殷紀最愛這般細細地狎玩他的身子。何況他這日明顯心情不好,這頓更是逃不掉。
加稔認命的平躺好。
紋理粗糙的手掌先是捏了他圓潤的耳珠細細的捻著,又沿著他頸線一路摸索下來,在加稔前胸和腰側慢慢感受皮膚的細滑,加稔眼神閃爍一會兒終於用力閉上。殷紀也不惱,手隔了薄薄的褻褲在他腿間那裡力道不一的揉著,到加稔呼吸不平時才插進他腿間從大腿根部揉捏向膝蓋處這才將手收回。
加稔睜眼。
殷紀道:"起來。替我脫衣。"
加稔坐直身子伸手解他扣子。殷紀一手伸到他背部托住他後腰揉捏他臀,一手捏了他胸前辱首旋轉著揉搓。
加稔皺著眉不發一言,待殷紀上衣扣子全部解開後又乖乖躺了回去。
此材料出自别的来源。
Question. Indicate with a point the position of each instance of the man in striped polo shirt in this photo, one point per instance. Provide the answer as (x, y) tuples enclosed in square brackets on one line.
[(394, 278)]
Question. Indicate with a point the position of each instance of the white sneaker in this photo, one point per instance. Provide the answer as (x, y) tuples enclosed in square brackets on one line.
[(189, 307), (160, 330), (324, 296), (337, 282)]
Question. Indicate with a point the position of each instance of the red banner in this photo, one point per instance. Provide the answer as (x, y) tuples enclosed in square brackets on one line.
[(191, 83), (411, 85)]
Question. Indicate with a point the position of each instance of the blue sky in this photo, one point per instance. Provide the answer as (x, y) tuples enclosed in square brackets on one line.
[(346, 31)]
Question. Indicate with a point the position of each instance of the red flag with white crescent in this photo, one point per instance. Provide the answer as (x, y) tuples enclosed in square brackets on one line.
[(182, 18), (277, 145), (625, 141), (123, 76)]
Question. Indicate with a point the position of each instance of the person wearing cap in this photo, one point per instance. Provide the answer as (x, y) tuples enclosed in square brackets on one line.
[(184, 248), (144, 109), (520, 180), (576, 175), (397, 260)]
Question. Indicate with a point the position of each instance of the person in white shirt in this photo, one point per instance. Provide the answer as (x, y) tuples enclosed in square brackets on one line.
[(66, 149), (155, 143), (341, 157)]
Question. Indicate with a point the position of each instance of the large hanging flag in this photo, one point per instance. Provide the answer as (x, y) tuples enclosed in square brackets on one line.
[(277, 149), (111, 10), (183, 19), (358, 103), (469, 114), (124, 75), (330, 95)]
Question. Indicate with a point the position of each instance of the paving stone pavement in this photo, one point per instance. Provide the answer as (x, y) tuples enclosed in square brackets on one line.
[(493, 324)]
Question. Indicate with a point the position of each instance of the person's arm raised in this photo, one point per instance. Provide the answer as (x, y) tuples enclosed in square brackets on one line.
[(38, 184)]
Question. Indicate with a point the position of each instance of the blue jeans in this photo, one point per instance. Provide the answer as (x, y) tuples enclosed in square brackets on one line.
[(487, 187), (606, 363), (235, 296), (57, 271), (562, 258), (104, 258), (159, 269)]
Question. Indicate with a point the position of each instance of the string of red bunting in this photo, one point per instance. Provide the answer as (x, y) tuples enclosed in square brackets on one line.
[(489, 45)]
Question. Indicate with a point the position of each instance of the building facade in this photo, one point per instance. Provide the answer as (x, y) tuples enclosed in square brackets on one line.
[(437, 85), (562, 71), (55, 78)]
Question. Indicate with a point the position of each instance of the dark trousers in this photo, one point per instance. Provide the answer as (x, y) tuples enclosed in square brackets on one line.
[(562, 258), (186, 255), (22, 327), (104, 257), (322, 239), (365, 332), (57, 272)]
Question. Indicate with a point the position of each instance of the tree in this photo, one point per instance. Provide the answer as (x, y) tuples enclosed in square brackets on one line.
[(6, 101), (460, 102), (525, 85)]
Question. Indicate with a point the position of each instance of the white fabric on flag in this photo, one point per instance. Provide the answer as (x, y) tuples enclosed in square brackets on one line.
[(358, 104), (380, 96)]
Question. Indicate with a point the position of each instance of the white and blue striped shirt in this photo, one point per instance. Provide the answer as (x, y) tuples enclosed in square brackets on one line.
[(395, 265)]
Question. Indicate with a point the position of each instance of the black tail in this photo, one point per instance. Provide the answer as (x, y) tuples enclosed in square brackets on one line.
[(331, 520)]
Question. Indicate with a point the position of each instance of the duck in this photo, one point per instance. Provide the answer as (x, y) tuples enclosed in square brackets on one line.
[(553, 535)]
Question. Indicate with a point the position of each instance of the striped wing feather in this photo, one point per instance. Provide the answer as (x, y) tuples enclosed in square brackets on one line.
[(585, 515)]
殷紀再度將手插入他兩腿間掬了他分身揉玩著,低頭壓上他身,含住他辱首吸吮。
等到加稔呼吸已經亂做一團時這才褪了他褻褲令他趴伏在床上,拿了床尾潤滑的物件塞入他後穴搗弄。
到差不多塞入三指時殷紀握了加稔腰身,緩緩將自己的分身頂進去抽插。
加稔腰身被固住,趴伏在床上動彈不得,只得承受殷紀越來越吃不消的進出。偏生殷紀早就知曉他對床第之事較常人來的淡漠,那潤滑的東西里是摻了少許無害的媚藥的,像他這般抽插,後穴磨的厲害,加稔腿間分身也忍不住一點點硬挺起來。
殷紀在床第之時不會顧他,加稔照例像往常一樣伸手自己撫弄。
若是換作以前,今日這般的床事加稔決計做不出任何一項來。只是加稔自己也不清楚,到底是哪裡變了,在他踏出雲雨樓的那一刻。
加稔有的時候忍不住想,是不是在他離開那裡的時候在這個身體裡某些屬於殷若離的東西開始甦醒了。在所有人都若離、若離的喊他時,那些屬於殷若離的東西也悄悄變的強大,強大到屬於加稔的那一部分漸漸麻木,然後在他被人如此狎玩時冷笑著在任何一角看著他。看著他污穢不堪,卻又掙扎不得。
不過加稔也只是想想。這種想法是轉瞬即逝的,甚至沒有任何意義。加稔唯一覺得自己是加稔的時候,只能是在想起一個人的時候。
翔月……
就算只是個名字也能讓加稔覺出一波波無法抑制的疼痛從心底里蔓延出來,糾結成帶了荊棘的藤密密麻麻地纏的他透不過氣來。
第 22 章
殷紀一連幾天心情都不怎麼好,加稔跟著倒霉,殷念也不在府中,日子實在是無聊的很。加稔命人制了魚杆給他,白天的時候就跑到相府的思淵亭中釣那湖中的魚兒,往往釣上來後再取下拋入池中,那湖中多是供人觀賞的上品魚類,負責照看加稔的下人將他在府中胡鬧之事全部告之殷紀,殷紀卻也不惱,只說由他。
這樣的日子過了大約一月左右,殷念回來了。
加稔只有在殷紀需要的時候才會到主屋去,平時單獨住在殷紀指給他的一間屋子內。殷念回來的時候加稔正百無聊賴地窩在床上發呆,殷紀對逝去的妻子念念不忘,不單給愛子取名如此,更是從不曾納妾,孌童之類更是沒有,所以加稔說來只是個不倫不類的客人。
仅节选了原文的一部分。